L’autrice Léonie Bischoff met à l’honneur dans son roman graphique un portrait de femme, celui de la diariste Anais Nin. Le parti pris est de se concentrer sur les années 30, période fondatrice de sa vie. Elle rencontre l’auteur Henry Miller, elle essaie de s’accomplir comme auteure et s’affirme en tant que femme précurseure du polyamour.

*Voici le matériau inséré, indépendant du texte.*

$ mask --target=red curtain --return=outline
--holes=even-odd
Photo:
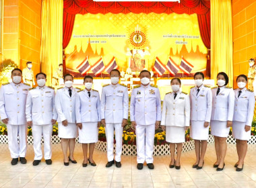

La dualité du personnage est fort bien rendue tout au long des planches : la jeune femme de la bonne société à la coiffure sage et le double, immergé sous la mer, qui ouvre son journal ressemble à une déesse grecque à la longue chevelure. L’intérêt d’Anaïs Nin pour la psychanalyse s’y ressent parfaitement.
Ce livre imprimé sur papier épais est une véritable œuvre d’art. Léonie Bischoff propose un magnifique travail sur les couleurs, toutes en nuances et avec une grande finesse dans le trait. Cela rend très bien la poésie mais aussi l’expression de la sexualité qu’on retrouve dans l’ œuvre d’Anaïs Nin.
L’album vient d’obtenir le Prix public-France Télévisions au Festival international de bande dessinée de Angoulême… et c’est bien mérité !

Katia

Une pépite de cet été 2020 ! Cette BD est en effet un petit bonheur tant du point de vue de ses illustrations, que de son écriture et surtout de son sujet !
On y partage au début des années 30, un petit bout de vie de l’auteur Anaïs Nin. Cette romancière, pionnière de la littérature érotique et passionnée de psychanalyse, est une femme à la vie extraordinaire !
Nous la découvrons d’abord jeune épouse, un peu coincée dans cette existence qui la muselle. Son univers est trop étroit et son mari l’ennuie. Sa vie ondule de voyages en déménagements et d’une langue à l’autre.
Mais une rencontre va tout changer! Sa vie prend des couleurs et un vent de liberté souffle enfin sans relâche !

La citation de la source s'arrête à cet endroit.